São divididos em cinco classes: Crustáceos, Insetos, Aracnídeos, Quilópodes e Diplópodes.

Artropodes

 

Apresentam um exoesqueleto quitinoso e uma série de apêndices articulados. O exoesqueleto limita o crescimento desses animais, que crescem através do processo de mudas (ecdises), durante as quais trocam o seu envoltório.

A estrutura do sistema respiratório depende do grupo e do habitat de cada espécie. Existem grupos que apresentam respiração branquial (crustáceos), traqueias (insetos, aracnídeos, quilópodes e diplópodes) e cavidade pulmonar (aracnídeos).

O sistema circulatório é do tipo aberto e o sangue é lançado do coração para o interior de cavidades. A excreção pode ser realizada através das glândulas verdes (crustáceos), glândulas da coxa (aracnídeos) ou túbulos de Malpighi (insetos, aracnídeos, quilópodes e diplópodes).

O sistema nervoso é ganglionar, sendo composto por um cordão central ventral, gânglios cerebroides e um anel nervoso.

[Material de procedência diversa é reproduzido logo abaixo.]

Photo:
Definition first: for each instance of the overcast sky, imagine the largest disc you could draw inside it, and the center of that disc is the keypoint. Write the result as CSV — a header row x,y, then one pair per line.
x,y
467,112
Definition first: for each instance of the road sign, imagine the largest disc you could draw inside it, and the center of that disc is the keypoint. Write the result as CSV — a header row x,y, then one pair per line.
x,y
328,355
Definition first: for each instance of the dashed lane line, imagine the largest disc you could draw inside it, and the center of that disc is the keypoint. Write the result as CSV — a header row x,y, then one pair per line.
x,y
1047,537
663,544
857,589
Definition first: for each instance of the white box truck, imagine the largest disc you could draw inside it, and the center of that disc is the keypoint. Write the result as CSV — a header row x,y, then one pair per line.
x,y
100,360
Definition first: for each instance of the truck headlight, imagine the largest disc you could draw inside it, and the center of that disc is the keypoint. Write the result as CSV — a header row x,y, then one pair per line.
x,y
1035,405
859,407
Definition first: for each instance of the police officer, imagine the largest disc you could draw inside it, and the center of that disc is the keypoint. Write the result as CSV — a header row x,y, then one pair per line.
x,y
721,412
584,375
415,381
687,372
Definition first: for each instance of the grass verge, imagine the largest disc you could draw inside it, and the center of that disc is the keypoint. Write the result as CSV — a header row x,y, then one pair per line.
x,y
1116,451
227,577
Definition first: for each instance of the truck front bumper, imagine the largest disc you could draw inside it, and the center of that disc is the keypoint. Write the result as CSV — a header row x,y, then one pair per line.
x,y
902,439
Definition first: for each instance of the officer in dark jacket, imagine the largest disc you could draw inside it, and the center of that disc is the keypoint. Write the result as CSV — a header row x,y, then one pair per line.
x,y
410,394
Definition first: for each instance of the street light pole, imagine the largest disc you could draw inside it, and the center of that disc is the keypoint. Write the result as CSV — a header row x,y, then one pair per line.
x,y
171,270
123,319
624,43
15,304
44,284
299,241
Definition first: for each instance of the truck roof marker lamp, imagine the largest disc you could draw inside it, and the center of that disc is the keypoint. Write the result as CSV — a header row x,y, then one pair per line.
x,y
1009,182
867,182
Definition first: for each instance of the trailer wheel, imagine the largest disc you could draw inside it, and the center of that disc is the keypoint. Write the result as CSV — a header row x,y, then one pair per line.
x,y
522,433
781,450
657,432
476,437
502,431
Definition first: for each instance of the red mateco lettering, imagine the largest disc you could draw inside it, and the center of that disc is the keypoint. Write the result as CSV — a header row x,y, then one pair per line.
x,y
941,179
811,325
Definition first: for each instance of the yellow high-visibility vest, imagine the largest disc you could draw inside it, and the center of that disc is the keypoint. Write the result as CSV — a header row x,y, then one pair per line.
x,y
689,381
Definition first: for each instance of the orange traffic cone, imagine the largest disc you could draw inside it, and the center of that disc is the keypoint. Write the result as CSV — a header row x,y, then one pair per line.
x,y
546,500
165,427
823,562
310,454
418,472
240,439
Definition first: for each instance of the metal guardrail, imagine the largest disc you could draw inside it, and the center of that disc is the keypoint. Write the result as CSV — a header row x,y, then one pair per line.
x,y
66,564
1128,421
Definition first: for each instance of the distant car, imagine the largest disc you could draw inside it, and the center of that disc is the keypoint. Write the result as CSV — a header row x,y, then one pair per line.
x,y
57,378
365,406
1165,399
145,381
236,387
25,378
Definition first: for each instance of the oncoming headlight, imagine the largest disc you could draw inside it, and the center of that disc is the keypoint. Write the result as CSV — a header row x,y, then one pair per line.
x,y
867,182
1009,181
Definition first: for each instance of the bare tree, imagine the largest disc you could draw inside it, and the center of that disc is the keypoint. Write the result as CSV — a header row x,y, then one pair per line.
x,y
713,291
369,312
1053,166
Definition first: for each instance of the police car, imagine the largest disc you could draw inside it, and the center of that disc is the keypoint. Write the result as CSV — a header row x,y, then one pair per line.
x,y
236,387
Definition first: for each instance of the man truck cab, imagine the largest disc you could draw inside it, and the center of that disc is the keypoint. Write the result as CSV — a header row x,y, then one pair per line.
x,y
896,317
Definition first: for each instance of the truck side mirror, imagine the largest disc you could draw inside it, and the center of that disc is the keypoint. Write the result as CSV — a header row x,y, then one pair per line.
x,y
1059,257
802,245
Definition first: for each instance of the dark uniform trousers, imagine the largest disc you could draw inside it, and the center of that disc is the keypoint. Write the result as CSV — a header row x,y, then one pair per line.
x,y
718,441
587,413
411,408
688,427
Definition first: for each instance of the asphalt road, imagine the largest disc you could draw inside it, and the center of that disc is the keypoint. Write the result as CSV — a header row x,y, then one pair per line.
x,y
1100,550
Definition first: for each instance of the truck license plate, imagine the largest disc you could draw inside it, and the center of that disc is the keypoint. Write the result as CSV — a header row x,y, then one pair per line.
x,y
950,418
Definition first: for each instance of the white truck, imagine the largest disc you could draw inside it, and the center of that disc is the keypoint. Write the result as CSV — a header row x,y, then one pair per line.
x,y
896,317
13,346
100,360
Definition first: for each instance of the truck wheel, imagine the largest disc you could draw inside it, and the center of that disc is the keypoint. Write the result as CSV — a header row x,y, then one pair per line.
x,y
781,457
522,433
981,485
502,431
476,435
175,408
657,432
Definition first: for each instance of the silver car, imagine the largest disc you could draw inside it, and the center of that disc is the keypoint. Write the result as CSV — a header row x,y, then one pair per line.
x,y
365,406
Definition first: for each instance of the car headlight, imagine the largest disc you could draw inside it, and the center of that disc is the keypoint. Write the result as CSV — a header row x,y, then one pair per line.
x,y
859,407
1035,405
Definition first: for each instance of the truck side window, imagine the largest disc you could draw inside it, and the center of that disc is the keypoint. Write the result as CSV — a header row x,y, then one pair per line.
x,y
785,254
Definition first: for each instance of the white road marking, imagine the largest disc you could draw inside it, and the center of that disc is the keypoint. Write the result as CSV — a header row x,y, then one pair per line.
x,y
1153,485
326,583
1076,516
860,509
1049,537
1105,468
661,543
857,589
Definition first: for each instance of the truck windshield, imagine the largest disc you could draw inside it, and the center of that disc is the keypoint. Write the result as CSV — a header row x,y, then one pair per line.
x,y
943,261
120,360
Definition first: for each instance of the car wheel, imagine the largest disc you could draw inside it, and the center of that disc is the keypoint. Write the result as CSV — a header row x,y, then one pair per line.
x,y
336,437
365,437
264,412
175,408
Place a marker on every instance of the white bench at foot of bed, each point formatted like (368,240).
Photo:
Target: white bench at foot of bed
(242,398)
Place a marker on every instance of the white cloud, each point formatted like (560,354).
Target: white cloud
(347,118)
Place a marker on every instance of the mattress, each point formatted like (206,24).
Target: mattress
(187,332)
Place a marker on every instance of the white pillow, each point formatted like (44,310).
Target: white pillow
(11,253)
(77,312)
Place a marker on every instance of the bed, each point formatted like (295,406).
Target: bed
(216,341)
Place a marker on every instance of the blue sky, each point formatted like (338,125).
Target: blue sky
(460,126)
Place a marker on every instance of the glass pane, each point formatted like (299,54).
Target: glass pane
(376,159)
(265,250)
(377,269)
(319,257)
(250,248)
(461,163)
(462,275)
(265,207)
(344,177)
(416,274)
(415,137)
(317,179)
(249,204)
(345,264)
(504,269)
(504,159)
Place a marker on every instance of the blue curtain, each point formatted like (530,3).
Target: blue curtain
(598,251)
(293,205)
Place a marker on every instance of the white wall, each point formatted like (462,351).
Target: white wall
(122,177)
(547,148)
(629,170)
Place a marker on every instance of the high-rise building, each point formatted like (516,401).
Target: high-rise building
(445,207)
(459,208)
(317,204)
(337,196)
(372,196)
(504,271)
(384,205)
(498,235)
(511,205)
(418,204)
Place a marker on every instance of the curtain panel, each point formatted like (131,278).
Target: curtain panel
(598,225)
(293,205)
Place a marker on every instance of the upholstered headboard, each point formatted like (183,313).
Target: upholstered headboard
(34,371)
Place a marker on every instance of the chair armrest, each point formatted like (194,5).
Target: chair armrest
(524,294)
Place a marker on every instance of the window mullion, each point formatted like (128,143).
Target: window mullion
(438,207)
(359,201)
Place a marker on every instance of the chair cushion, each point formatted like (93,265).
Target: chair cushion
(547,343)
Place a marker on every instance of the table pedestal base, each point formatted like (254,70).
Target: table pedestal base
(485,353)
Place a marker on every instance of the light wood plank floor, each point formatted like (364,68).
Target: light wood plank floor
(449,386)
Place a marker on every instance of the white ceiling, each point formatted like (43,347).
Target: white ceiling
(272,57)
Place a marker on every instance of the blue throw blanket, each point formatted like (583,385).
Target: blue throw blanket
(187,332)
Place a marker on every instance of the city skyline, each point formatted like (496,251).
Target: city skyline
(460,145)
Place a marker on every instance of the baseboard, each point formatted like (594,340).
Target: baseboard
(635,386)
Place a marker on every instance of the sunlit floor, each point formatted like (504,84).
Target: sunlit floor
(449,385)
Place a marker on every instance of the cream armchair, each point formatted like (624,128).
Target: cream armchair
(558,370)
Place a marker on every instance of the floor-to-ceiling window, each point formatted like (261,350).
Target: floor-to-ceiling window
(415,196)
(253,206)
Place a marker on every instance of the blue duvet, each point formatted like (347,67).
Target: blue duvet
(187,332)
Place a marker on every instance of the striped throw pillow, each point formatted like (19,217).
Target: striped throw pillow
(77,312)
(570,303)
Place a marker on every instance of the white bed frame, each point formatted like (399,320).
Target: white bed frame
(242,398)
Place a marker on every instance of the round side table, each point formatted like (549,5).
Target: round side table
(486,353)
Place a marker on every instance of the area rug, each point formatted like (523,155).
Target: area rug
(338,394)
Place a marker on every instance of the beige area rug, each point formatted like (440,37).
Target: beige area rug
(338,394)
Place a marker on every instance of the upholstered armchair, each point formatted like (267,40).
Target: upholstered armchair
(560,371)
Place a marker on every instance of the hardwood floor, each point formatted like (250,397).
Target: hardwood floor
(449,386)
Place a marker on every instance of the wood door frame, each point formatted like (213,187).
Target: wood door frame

A reprodução é sexuada, existindo tanto espécies dioicas quanto hermafroditas. O desenvolvimento pode apresentar estágios larvais (indireto) ou ser direto.

A)Crustacéos

Os crustáceos possuem representantes terrestres, de água doce e marinhos. Existem espécies de vida livre e também algumas que vivem fixas a substratos.
Os crustáceos receberam este nome por causa da composição do seu exoesqueleto de carbonato de cálcio, que forma uma crosta. São de hábitos aquáticos, sendo a maioria marinha.
As espécies mais conhecidas são as lagostas, camarões, craca, tatu-bola, siris, caranguejos e tatuzinhos.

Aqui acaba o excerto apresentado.